Fear is a pathetic word. Terror is not much better, perhaps a slightly less whimpering cousin. A jumble of vowels and consonants, clumsily, hastily packed together to describe an emotion. That is their failings as words. True dread does not merely describe the feelings of the agent who took use of the word. It is external, existing as a moving entity, piercing places of light, smothering horizons of hope. These are not petty emotions. These are forces of the universe. It doesn’t stop should you die, mortal. And you call us arrogant.
Know something; I am afraid. It is such joy. I have wandered across your snow blighted lands, from the east, where sands are all the people know. From there to here, I have never known fear. Rather, I am the one that exudes it. I am the hairs upon the nape of a neck when they realise a hidden presence. I am silence, I am the scream. I am the terror of a mother who huddles within her small little hut, covering her children’s ears lest they here the screams of other children that the raiders elicit. And yet, I now know, I am nothing.
At first, I questioned my own judgement, something I have not done for an age. Second, I considered the prospect that my senses had failed me, but that is a ridiculousness. Lastly, I wondered if the very world had died, but that could not be, for it is eternal. I was left then, with the only possibility; the impossible.

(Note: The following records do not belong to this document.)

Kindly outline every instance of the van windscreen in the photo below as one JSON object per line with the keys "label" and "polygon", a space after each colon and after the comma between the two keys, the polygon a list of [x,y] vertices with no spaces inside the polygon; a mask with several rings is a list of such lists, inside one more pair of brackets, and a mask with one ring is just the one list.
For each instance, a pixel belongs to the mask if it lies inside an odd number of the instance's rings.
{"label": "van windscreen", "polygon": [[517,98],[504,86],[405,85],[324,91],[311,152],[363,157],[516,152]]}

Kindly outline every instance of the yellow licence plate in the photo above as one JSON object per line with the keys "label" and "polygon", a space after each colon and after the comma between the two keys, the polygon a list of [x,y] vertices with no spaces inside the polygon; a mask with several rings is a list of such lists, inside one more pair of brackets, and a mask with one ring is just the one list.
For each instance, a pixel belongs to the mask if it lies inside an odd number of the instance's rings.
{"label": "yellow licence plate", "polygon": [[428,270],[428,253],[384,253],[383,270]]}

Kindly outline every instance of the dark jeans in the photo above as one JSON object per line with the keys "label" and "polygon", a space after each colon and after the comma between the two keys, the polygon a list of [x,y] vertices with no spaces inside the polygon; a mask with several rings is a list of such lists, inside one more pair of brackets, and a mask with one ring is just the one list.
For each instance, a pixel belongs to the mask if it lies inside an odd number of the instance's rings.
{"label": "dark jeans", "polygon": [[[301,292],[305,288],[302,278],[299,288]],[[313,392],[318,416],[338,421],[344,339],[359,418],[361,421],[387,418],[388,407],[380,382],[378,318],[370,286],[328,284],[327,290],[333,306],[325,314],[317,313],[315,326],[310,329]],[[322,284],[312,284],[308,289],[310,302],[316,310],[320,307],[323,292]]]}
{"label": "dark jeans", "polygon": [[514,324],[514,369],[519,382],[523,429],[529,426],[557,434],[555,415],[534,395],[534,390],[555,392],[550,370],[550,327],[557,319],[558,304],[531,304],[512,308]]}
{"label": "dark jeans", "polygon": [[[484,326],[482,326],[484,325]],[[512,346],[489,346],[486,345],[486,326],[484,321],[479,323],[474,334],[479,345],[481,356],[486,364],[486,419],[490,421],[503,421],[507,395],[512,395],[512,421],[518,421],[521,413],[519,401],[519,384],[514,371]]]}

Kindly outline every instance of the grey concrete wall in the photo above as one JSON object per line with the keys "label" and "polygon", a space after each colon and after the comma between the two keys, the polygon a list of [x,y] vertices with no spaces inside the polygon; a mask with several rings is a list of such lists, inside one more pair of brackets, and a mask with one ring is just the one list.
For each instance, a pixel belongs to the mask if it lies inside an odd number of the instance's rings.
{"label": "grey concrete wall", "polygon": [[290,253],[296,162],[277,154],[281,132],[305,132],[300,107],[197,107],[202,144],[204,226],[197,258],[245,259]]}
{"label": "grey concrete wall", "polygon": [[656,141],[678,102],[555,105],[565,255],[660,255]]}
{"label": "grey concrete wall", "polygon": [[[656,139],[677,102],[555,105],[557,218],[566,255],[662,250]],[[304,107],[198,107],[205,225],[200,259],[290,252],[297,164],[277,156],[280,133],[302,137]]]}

The worse thing is, I have no idea what it is, I only feel it. Yet unlike you mortal, I do not merely deposit this feeling within myself, for I know I cannot actually feel. I become aware of its existence. I know of its force. I know of its dread. And it is this knowing, that then makes me feel.
I do not expect you to understand. Your concepts are so utterly tied to your childlike language you are unable to imagine anything beyond it. All I can explain to you, is time itself is changing. Ruptures, cracks, fractures. And I can hear a deep, slow, horrible beating. It is agonising to me mortal. My keen senses are a weakness in this sense, but when you hear it, surely you will expire. Your eyes will bleed and your ears will burst thick, useless brain matter. Perhaps you should not worry as I do, for you measure your life in shorter ways. Maybe even, you will already be dead when it makes its presence known, its heart has only began to thud, and the last time I heard it was over a year ago. But it hasn’t stopped; it is only waking it up. From the depths of the ice it will come. Ah but you should tremble, mortal, the thought of it should make you take your knife and cut your throat now… …you have family? Then kill them this eve. Give them that gift; ignorance, the trait of your race. Ah…I see it is my words that now fail to inspire the truth behind it. I never thought such a thing possible, that I would fall short of describing true dread. Don’t trust my words then mortal, trust the look in my eyes, for I am afraid, and I am fear itself.